ソニアの金色の目が、レオンの僅かな動きも見逃さない、とばかりに爛々と輝いている。

レオンは大きくため息をついた。

「絶対に周囲に知られるなよ。…まだ確定的ではない情報だった。それにお前は怪我をしていた。混乱させたくなかったんだ」

レオンはそう説明したが、ソニアにはそれが言い訳にしか聞こえなかった。

「そもそもこの建物は、ここに住みこんでいるような一部の人間しか入れないから安心していい。
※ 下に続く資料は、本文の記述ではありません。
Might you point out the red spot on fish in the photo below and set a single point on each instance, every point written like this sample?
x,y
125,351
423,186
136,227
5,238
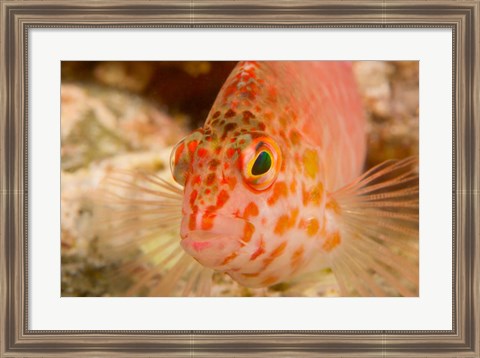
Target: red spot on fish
x,y
293,186
279,191
247,115
274,254
213,164
197,179
179,152
250,210
192,146
254,274
207,221
202,152
230,113
193,197
229,258
286,222
270,280
248,231
222,198
259,251
232,182
294,137
332,241
210,179
192,222
297,258
312,227
230,152
202,245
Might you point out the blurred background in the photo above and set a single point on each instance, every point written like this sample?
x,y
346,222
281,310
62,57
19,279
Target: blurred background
x,y
128,115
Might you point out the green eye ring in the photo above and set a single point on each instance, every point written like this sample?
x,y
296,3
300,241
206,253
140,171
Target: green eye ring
x,y
261,163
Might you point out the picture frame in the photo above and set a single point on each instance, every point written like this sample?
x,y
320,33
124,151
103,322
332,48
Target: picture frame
x,y
19,17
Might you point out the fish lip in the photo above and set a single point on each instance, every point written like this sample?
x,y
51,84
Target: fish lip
x,y
210,249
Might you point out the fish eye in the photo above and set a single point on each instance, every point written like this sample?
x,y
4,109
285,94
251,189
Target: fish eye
x,y
261,162
179,162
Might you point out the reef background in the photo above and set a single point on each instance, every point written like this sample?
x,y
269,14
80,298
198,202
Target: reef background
x,y
129,114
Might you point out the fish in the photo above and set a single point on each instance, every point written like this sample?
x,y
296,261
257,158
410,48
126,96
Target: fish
x,y
272,189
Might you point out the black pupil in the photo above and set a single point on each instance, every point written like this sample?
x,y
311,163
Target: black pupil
x,y
262,164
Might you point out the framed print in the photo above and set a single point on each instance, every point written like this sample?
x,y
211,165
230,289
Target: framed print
x,y
189,179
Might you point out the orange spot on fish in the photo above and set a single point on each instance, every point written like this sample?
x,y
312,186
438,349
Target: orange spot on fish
x,y
179,152
297,258
316,194
230,152
274,254
229,258
197,179
248,231
255,274
270,280
202,152
259,251
293,186
207,221
312,227
286,222
213,164
232,182
230,113
222,198
192,222
199,246
192,146
250,210
294,137
247,115
310,163
333,205
332,241
210,179
279,190
193,197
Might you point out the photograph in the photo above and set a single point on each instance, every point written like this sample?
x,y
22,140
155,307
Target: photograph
x,y
240,179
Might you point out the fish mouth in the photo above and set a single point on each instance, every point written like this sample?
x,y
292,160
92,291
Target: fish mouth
x,y
210,249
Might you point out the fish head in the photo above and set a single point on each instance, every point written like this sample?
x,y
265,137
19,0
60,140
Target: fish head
x,y
240,199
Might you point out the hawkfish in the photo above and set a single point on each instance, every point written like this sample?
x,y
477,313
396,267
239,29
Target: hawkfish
x,y
272,188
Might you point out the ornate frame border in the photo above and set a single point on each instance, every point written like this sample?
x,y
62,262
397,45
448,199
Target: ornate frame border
x,y
17,17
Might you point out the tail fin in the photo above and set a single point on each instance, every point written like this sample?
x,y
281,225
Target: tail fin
x,y
379,228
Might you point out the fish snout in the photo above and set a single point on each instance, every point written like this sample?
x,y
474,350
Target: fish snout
x,y
212,246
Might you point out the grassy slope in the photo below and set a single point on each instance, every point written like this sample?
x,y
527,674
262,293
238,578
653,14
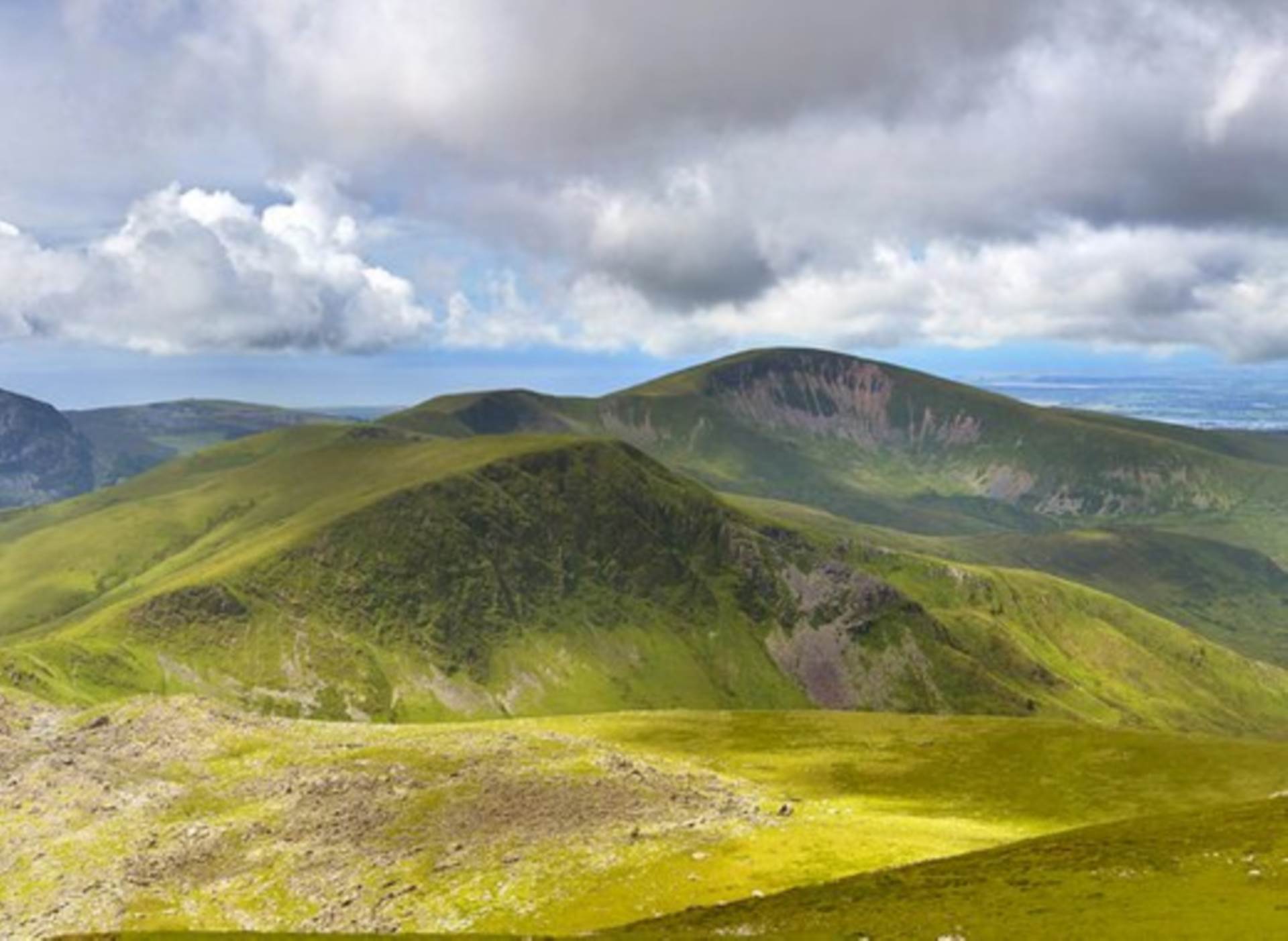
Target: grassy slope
x,y
1236,596
911,451
1218,873
200,818
130,439
407,579
1205,510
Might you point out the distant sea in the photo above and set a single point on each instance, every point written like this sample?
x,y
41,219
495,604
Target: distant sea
x,y
1228,399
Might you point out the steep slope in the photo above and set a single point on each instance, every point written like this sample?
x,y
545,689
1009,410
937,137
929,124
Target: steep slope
x,y
130,439
42,456
1218,873
1234,596
190,815
365,572
894,447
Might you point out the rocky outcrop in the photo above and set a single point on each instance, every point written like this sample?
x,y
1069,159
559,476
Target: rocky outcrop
x,y
837,397
42,457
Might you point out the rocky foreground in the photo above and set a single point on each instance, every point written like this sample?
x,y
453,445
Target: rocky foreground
x,y
180,813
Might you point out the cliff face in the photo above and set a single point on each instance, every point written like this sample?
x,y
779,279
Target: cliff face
x,y
839,397
42,457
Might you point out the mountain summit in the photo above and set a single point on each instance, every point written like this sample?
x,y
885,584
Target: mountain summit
x,y
42,456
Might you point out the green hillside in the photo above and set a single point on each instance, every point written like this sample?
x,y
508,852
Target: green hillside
x,y
894,447
129,439
1218,873
371,573
183,814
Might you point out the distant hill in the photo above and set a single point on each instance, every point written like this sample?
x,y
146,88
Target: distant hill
x,y
42,455
364,572
130,439
1212,873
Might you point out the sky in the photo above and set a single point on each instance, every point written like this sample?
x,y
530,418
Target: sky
x,y
374,201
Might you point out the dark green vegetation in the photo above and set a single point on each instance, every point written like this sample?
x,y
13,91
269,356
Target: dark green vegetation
x,y
365,572
883,445
47,455
130,439
1219,873
768,533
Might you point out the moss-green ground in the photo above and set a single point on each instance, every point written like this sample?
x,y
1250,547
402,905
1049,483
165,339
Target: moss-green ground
x,y
1210,875
182,815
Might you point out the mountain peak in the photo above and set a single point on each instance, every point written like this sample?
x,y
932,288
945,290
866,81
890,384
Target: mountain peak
x,y
42,457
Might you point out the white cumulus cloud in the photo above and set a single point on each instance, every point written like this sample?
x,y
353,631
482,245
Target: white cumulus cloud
x,y
193,270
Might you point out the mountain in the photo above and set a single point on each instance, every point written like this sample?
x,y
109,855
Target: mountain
x,y
365,572
890,446
1215,873
130,439
42,455
189,815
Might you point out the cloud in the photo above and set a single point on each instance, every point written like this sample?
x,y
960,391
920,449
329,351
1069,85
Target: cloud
x,y
637,174
1132,287
201,271
679,247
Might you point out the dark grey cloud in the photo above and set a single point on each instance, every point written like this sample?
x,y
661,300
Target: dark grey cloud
x,y
639,173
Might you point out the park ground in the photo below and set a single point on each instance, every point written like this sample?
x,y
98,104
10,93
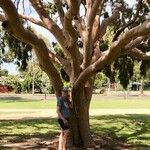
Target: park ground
x,y
29,121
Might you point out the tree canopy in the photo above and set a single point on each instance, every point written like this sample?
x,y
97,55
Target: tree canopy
x,y
92,36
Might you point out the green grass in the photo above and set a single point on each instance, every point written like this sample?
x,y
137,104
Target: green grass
x,y
96,103
132,129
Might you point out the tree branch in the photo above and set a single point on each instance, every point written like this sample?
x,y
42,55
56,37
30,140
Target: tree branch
x,y
72,12
41,50
50,24
134,43
130,23
107,21
2,18
60,10
139,54
110,55
33,20
88,42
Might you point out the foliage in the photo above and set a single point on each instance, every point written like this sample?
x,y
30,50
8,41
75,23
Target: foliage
x,y
3,72
13,82
14,50
100,80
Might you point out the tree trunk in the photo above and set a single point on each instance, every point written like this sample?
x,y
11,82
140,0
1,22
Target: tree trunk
x,y
142,87
80,128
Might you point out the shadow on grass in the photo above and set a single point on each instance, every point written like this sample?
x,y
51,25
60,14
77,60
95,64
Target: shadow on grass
x,y
131,129
113,131
11,100
23,130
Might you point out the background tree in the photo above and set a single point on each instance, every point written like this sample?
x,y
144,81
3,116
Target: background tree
x,y
80,32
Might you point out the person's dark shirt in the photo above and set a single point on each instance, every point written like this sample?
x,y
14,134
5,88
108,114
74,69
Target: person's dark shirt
x,y
64,107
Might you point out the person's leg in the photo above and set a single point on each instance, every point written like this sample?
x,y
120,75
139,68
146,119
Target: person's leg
x,y
60,147
65,136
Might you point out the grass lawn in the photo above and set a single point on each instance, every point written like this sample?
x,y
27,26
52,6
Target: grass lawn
x,y
132,129
96,103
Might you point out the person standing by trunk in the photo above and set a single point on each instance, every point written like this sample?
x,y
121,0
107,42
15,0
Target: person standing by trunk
x,y
63,104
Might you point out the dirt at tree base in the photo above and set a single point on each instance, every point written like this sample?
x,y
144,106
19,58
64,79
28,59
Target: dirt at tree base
x,y
102,142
確定的じゃなくても、可能性が少しでもあるなら我々エージェントは知っておくべきじゃないのか?危険を冒してでも、対策を練るべきだが?それとも、なにか?ソニア・ホークアイズのようなkiddo(クソガキ)は、知る必要が無いとでも?」

ソニアは挑戦的な視線を向けた。
レオンはソニアが子供扱いされることを嫌っているのを知っていた。
そして若輩ながら、生まれた直後からペンタゴンの訓練を受けたプロのエージェントであることも。
寧ろ彼女からしたら、自分の方がkiddoに見えているかもしれない。

だが、彼としてはソニアとジェイクをまだ純粋な若者と思いたい気持ちがあった。

とくにエイダのような、若者に悪影響を与えるであろう人間からは遠ざけたいという思いが強かった。
だから接触を避けろと忠告しておいた。

ましてや、Fウイルスの変異株という、危険な情報から守りたいとすら思っていた。